I stood and drew in mouthfuls of fresh air. To liken it to champagne sounds like a cliche, but truly that was how it felt, great draughts of coolth which bubbled along the arteries and invigorated the mind.
I heard the crunch of snow behind me as someone else came out of the castle. It was Linda. She said, 'God, I thought I'd smother if I stayed much longer in there.'
'Yes,' I said. 'But it's been a great night though.'
'You've enjoyed yourself, have you, Franny? That's good. I was worried you might be bored among all us politicos.'
'No way,' I assured her. It's been great.'
She looked really pleased and, slipping her arm through mine, she said, 'I'll walk through the forest with you a little way till I get cooled down.'
And so we strolled companionably through the pine trees and I can honestly say I've rarely felt more at peace with myself and the world than I did at that moment.

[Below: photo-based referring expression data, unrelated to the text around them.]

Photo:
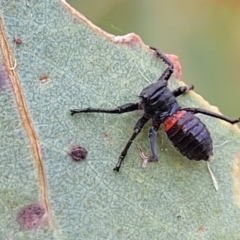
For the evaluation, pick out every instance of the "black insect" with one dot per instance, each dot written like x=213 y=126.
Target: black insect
x=187 y=132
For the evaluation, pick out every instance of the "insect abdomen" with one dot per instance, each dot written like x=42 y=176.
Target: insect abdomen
x=189 y=135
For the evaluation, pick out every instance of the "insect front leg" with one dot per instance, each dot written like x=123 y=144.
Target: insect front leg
x=182 y=90
x=138 y=127
x=152 y=134
x=128 y=107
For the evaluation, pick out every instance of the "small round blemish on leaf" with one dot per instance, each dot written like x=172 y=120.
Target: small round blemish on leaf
x=78 y=153
x=43 y=78
x=31 y=216
x=17 y=41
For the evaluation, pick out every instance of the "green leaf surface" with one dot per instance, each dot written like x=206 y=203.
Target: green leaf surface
x=65 y=62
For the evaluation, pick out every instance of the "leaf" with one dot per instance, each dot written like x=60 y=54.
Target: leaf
x=60 y=61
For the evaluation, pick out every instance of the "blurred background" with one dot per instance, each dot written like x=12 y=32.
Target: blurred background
x=204 y=34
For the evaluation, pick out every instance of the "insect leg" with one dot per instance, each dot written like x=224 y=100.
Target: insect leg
x=168 y=72
x=152 y=134
x=211 y=114
x=182 y=90
x=128 y=107
x=138 y=127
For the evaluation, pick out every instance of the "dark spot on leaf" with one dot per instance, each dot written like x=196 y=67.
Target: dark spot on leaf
x=17 y=41
x=31 y=216
x=78 y=153
x=43 y=78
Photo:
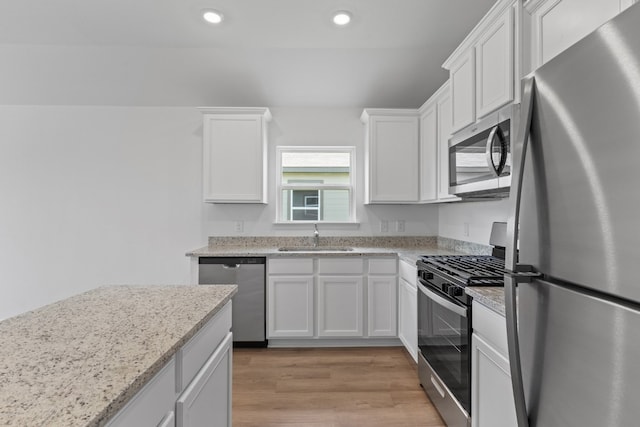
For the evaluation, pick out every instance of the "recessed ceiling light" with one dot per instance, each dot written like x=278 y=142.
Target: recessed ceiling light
x=212 y=16
x=341 y=18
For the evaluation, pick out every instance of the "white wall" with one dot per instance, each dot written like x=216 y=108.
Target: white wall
x=93 y=196
x=478 y=215
x=318 y=126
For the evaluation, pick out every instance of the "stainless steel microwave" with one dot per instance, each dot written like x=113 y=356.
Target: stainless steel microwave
x=480 y=156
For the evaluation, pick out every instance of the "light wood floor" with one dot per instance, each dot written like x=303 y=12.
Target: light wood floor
x=329 y=388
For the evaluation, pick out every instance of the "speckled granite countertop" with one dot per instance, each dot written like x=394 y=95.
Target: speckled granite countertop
x=78 y=361
x=492 y=297
x=407 y=248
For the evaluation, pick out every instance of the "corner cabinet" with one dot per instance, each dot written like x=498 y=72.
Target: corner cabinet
x=391 y=155
x=235 y=154
x=491 y=393
x=435 y=130
x=484 y=67
x=557 y=24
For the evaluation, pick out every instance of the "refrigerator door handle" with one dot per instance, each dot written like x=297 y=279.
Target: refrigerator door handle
x=511 y=280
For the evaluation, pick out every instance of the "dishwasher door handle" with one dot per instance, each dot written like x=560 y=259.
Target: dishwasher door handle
x=230 y=266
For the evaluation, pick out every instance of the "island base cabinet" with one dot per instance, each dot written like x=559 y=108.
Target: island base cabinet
x=150 y=406
x=207 y=400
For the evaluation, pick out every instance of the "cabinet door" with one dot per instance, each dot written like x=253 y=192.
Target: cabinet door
x=382 y=306
x=340 y=306
x=290 y=306
x=444 y=133
x=491 y=393
x=408 y=317
x=392 y=159
x=207 y=400
x=557 y=24
x=429 y=155
x=462 y=77
x=494 y=66
x=234 y=158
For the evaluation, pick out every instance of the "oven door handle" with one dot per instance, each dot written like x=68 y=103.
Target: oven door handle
x=459 y=310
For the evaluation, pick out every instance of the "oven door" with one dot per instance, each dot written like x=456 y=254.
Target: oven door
x=444 y=328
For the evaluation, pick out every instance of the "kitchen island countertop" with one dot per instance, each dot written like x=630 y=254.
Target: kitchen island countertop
x=78 y=361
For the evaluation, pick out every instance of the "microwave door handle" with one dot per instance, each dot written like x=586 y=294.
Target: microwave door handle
x=493 y=168
x=510 y=279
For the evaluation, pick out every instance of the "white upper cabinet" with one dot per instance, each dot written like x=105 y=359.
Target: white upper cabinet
x=429 y=153
x=235 y=155
x=482 y=69
x=462 y=77
x=435 y=130
x=557 y=24
x=494 y=65
x=391 y=155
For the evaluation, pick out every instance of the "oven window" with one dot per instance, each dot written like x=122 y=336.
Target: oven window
x=443 y=340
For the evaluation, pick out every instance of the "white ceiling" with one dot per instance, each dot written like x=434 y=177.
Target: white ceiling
x=266 y=53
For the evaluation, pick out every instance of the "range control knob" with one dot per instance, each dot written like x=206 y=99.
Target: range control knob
x=454 y=291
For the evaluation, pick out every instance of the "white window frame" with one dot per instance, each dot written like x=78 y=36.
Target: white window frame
x=351 y=187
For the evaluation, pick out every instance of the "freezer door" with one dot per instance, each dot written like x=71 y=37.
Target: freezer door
x=580 y=358
x=581 y=205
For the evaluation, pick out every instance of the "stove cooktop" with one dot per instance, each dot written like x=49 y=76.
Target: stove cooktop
x=468 y=270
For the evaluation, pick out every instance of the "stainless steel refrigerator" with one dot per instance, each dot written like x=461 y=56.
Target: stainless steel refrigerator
x=575 y=200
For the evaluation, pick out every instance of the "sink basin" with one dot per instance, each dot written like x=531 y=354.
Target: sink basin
x=315 y=249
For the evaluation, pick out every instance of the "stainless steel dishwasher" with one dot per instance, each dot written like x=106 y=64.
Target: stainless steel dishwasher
x=248 y=322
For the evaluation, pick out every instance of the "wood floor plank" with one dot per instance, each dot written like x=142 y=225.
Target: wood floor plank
x=329 y=387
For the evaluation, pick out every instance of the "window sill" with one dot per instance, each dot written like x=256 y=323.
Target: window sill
x=307 y=224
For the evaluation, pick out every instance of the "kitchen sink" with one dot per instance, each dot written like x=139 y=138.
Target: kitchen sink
x=315 y=249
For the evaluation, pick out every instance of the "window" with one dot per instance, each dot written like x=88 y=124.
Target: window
x=315 y=184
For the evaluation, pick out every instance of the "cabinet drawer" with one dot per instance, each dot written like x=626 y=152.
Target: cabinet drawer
x=290 y=266
x=207 y=400
x=409 y=272
x=151 y=404
x=491 y=326
x=203 y=344
x=340 y=266
x=383 y=266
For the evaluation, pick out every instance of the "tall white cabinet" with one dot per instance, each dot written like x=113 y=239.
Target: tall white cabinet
x=234 y=153
x=391 y=155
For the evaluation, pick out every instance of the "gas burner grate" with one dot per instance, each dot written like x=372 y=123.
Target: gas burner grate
x=478 y=270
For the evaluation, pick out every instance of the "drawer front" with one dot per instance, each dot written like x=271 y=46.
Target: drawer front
x=151 y=404
x=290 y=266
x=409 y=272
x=491 y=326
x=383 y=265
x=202 y=345
x=340 y=265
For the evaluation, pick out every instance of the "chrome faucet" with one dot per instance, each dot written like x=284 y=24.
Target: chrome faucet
x=316 y=236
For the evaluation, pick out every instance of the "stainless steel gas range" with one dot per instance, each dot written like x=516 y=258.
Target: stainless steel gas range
x=444 y=325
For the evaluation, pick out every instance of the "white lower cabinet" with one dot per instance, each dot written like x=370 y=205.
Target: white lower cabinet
x=340 y=306
x=408 y=308
x=207 y=400
x=193 y=388
x=327 y=298
x=290 y=306
x=491 y=393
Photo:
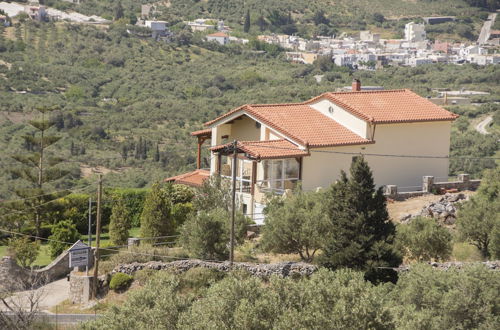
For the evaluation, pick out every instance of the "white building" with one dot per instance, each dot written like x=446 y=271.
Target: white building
x=415 y=32
x=159 y=28
x=219 y=37
x=280 y=145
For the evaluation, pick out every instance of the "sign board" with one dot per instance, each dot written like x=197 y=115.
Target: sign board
x=79 y=255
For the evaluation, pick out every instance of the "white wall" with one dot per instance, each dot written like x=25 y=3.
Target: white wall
x=355 y=124
x=431 y=139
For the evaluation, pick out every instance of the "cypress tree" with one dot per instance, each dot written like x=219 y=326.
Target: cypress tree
x=246 y=26
x=156 y=157
x=156 y=217
x=119 y=223
x=361 y=234
x=38 y=169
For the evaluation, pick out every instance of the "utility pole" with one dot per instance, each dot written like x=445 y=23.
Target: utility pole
x=233 y=209
x=97 y=235
x=90 y=221
x=90 y=233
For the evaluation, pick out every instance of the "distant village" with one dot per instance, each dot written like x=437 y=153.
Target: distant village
x=366 y=50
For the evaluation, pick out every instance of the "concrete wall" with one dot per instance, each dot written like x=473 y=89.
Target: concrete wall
x=347 y=119
x=244 y=130
x=430 y=139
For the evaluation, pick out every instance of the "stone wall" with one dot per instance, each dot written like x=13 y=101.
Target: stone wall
x=80 y=288
x=261 y=270
x=283 y=269
x=463 y=182
x=12 y=275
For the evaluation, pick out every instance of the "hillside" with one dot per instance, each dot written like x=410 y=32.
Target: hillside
x=307 y=19
x=128 y=104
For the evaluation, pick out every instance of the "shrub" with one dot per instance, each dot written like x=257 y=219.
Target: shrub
x=62 y=233
x=197 y=278
x=24 y=250
x=424 y=239
x=206 y=234
x=120 y=282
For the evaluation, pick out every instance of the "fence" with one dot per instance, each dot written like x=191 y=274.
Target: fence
x=429 y=185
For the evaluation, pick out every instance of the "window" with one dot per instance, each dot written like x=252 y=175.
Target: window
x=280 y=175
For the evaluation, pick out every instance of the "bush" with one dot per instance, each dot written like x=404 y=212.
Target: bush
x=62 y=233
x=424 y=239
x=197 y=278
x=206 y=234
x=24 y=250
x=120 y=282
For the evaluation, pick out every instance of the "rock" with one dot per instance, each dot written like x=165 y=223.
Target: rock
x=405 y=217
x=260 y=270
x=450 y=220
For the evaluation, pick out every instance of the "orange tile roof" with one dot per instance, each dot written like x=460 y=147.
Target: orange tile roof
x=307 y=126
x=206 y=132
x=272 y=149
x=193 y=179
x=218 y=34
x=302 y=124
x=390 y=106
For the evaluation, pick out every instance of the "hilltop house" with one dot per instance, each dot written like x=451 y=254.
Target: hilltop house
x=279 y=145
x=219 y=37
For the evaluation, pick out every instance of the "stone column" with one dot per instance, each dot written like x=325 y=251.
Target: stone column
x=427 y=184
x=132 y=241
x=391 y=191
x=464 y=177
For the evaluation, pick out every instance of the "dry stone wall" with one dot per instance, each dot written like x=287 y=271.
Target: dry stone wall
x=284 y=269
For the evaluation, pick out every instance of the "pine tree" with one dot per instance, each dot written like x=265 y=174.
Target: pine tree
x=361 y=233
x=119 y=11
x=144 y=150
x=119 y=223
x=124 y=152
x=138 y=148
x=246 y=26
x=156 y=156
x=38 y=170
x=156 y=217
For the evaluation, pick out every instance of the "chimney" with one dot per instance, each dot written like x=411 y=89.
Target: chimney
x=356 y=85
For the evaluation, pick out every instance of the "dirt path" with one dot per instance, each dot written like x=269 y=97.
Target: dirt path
x=486 y=29
x=50 y=295
x=413 y=205
x=481 y=127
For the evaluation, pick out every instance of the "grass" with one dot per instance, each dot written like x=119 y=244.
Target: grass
x=465 y=252
x=44 y=258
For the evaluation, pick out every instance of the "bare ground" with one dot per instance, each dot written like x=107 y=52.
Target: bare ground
x=414 y=205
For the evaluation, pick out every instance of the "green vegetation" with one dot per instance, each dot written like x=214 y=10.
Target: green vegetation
x=63 y=232
x=24 y=250
x=128 y=104
x=120 y=282
x=479 y=219
x=360 y=233
x=423 y=297
x=424 y=239
x=119 y=224
x=206 y=234
x=156 y=217
x=296 y=224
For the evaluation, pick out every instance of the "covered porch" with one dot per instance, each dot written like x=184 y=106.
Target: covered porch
x=262 y=166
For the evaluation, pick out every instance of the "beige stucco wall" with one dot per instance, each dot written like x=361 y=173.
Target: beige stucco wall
x=244 y=129
x=355 y=124
x=432 y=139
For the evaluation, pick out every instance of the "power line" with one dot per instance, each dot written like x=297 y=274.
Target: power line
x=37 y=206
x=33 y=197
x=371 y=154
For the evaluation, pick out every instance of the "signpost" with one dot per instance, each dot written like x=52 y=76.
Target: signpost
x=79 y=255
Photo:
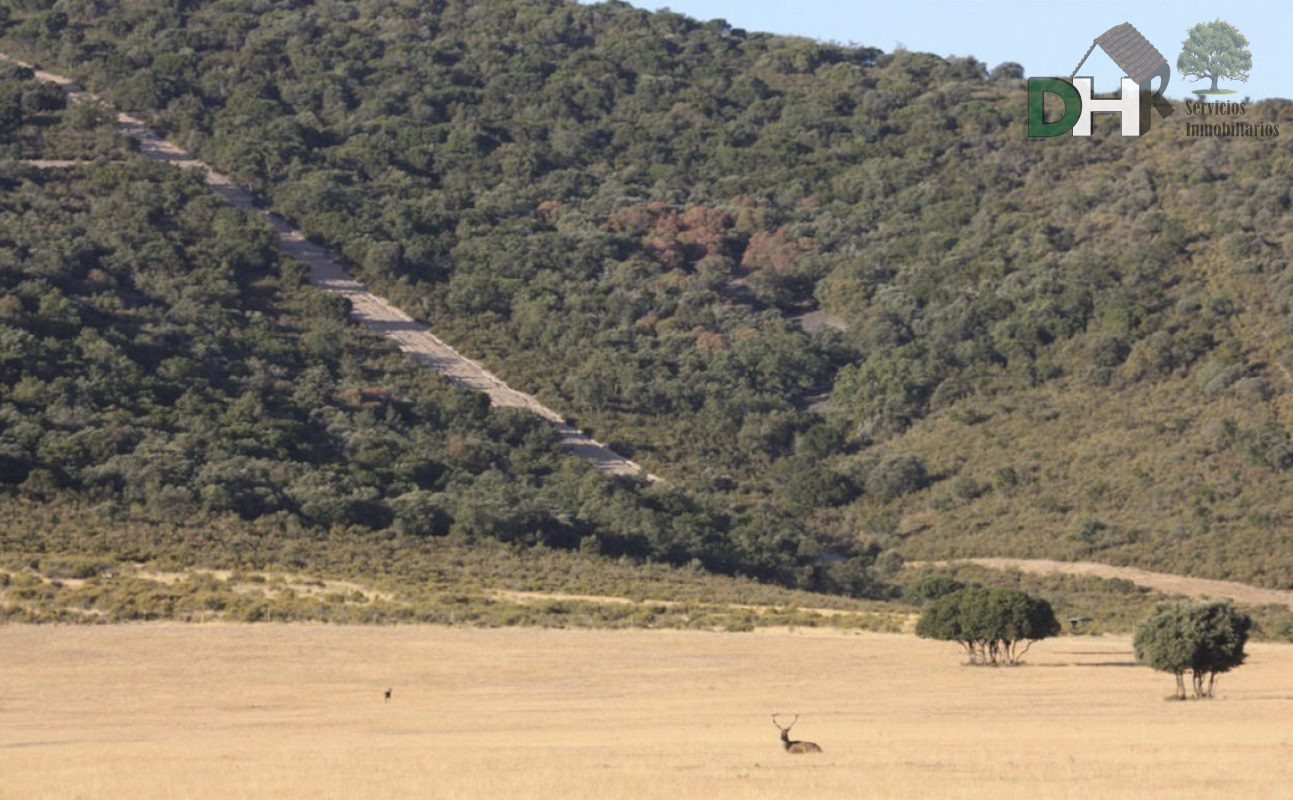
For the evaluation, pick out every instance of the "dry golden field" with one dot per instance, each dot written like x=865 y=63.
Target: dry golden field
x=298 y=711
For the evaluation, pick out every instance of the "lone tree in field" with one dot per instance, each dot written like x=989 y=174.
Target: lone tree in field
x=994 y=626
x=1204 y=639
x=1214 y=49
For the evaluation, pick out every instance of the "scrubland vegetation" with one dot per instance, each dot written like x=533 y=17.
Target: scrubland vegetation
x=1073 y=349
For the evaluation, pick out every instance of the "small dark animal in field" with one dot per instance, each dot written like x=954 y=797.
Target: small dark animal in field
x=793 y=745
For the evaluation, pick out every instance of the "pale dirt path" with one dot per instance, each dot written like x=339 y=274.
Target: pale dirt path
x=1161 y=582
x=376 y=313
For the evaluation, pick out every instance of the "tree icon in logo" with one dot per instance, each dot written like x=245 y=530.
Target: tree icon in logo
x=1217 y=51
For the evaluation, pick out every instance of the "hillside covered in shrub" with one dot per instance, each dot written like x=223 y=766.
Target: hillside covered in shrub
x=834 y=295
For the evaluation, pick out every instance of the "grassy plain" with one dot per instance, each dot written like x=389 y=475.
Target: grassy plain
x=298 y=711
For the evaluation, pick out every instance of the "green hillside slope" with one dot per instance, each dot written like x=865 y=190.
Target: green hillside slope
x=1072 y=348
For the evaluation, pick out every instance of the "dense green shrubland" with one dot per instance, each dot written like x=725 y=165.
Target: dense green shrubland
x=1067 y=348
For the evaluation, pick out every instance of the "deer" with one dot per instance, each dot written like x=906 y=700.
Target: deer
x=791 y=745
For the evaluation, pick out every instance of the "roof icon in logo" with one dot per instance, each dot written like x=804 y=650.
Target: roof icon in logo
x=1134 y=56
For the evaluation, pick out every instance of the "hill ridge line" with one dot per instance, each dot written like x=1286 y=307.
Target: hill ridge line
x=375 y=313
x=1166 y=583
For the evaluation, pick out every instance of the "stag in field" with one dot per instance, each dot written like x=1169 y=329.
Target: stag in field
x=793 y=745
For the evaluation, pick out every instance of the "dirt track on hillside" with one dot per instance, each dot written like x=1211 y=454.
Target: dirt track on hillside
x=376 y=313
x=1161 y=582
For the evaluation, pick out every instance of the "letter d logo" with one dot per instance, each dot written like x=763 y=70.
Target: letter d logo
x=1037 y=91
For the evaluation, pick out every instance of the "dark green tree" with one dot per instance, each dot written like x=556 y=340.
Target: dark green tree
x=1214 y=49
x=1204 y=639
x=994 y=626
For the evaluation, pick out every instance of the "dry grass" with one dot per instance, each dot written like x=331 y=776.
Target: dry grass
x=296 y=711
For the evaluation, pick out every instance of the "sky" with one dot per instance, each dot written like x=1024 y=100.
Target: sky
x=1046 y=36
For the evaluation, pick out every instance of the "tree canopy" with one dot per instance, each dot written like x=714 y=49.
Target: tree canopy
x=1203 y=637
x=994 y=626
x=1216 y=51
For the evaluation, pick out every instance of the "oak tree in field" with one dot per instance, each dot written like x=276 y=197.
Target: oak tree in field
x=1214 y=49
x=994 y=626
x=1204 y=639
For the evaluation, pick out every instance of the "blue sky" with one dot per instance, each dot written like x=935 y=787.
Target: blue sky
x=1047 y=36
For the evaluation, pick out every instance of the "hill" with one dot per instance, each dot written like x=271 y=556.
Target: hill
x=1071 y=348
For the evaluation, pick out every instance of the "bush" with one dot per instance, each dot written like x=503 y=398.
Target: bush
x=897 y=476
x=994 y=626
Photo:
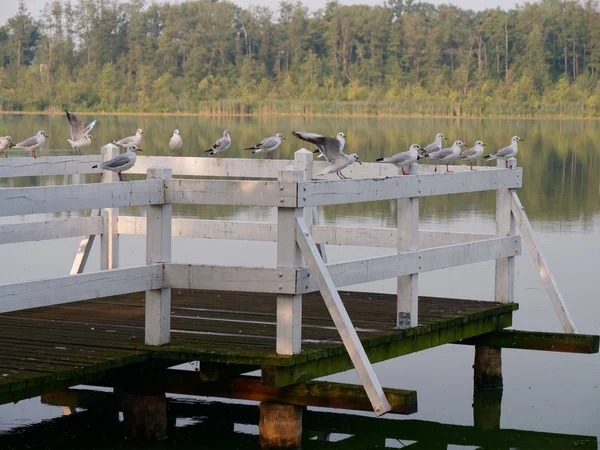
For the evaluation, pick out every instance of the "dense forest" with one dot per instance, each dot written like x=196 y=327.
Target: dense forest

Eventually we reached the ruined chapel that had filled me with such superstitious fear on the night of my arrival. Here we paused. Suddenly Linda shivered, whether because of the setting or simply because the cold had struck deep, I don't know. But it seemed perfectly natural for me to unlink my arm and put it around her shoulders and draw her close to share my warmth.
Well, it was like pressing that button in the Pentagon which starts World War Three!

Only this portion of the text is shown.